Earlier this week, House Speaker Paul Ryan delivered a major speech articulating his vision for how lawmakers should enact comprehensive tax reform this year, ideally before Thanksgiving. Leadership to bring consensus is urgently needed at this point in time to make good on pledges by President Trump and Republicans campaigning last year to take action on reforming our antiquated tax code.
In anticipation of this optimistic goal, the stock market has arguably been on a strong run—the S&P 500 has risen about 17 percent—and data from the Richmond Fed show substantial business investment increases in the first quarter of 2017. Compared with meager or negative changes in the last quarter of 2016, investment in non-residential structures increased 28.3 percent, fixed investment 11.4 percent, and equipment 7.2 percent.
Optimism has a short half-life in the absence of concrete action. So far this year, action has been limited mainly to political rhetoric which has been offset by political fumbling, chaos and political food fights by both parties instead of governing. Unless Congress focuses more seriously on passing permanent tax reform legislation – which Speaker Ryan signaled as his priority – the Republicans run the risk of voters turning control back to the Democrats in Congress in 2018. Lawmakers would do well to remember the sage counsel of James Carville, who in 1992 kept the Clinton campaign focused with the mantra, “it’s the economy stupid.” It still is. And, with a labor participation rate still below the pre-recession high of 66+ percent, such data should provide urgency to action on the economy.
Republican leaders in the House have been trying to rally support for their tax blueprint introduced last June—A Better Way. Much of the debate has focused on the bold, although less widely understood, border adjustment provision, which is opposed by special interests.
In order for the Senate Republicans to pass a tax bill without Democratic support it must not add to the deficit beyond 10 years. In the House, the problem is to find a mix of provisions that will garner 218 votes, a major challenge given the Freedom Caucus’s “just say no” attitude to many solutions for tax reform. The presidents of Americans for Tax Reform and the Club for Growth in a Wall Street Journal op-ed provided one solution which involves extending the budget time frame from the current 10 years to 20 or 25 years. That would enable the Senate to pass tax reform legislation on its own. The larger message was, just get it done. This solution was initially suggested by Pennsylvania Sen. Pat Toomey, when he wrote in an early May Bloomberg op-ed, “a 20- or 30-year tax reform would be as close to permanent as we can get since Congress would be likely to overhaul the tax code within that period anyway.”

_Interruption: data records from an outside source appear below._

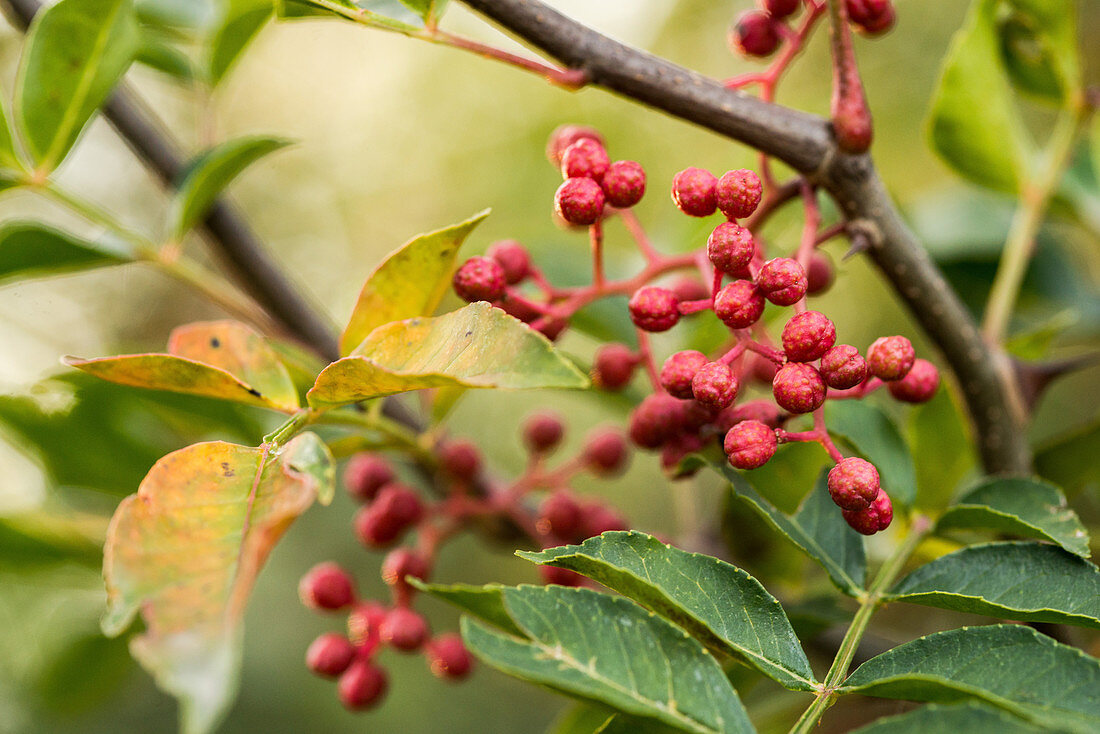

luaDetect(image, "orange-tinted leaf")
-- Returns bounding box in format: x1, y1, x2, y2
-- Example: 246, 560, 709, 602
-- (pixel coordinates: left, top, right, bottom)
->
102, 432, 333, 734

The remaining hurdle is getting 218 votes in the House and 50 or 51 in the Senate. When Vince Lombardi became a legend with the Green Bay Packers, he was asked about the secret of his success. His answer was to do a few things but do them very well. That is the philosophy that should be the path for permanent tax reform. There is broad agreement that the corporate rate is too high—it’s among the highest in the developed world. There is agreement that our worldwide tax system has allowed companies to transfer profits overseas; a provision in the White House plan would repatriate the trillions of dollars held by companies overseas with a one-time tax at a competitive rate. Congress should not let the best be the enemy of the good. Following the philosophy of Ronald Reagan, getting 80% of what you seek is a win.
A permanent, comprehensive tax reform bill passed this year would stimulate the economic momentum that started after November 2016 and help get the economy out of the 2% or lower rut that it has been in since the great recession.
Pursuing this comprehensive tax reform agenda would take courage and a willingness to do the right thing and let the chips fall where they may. The prospect of being voted out of office in 2018 may provide the needed infusion of courage.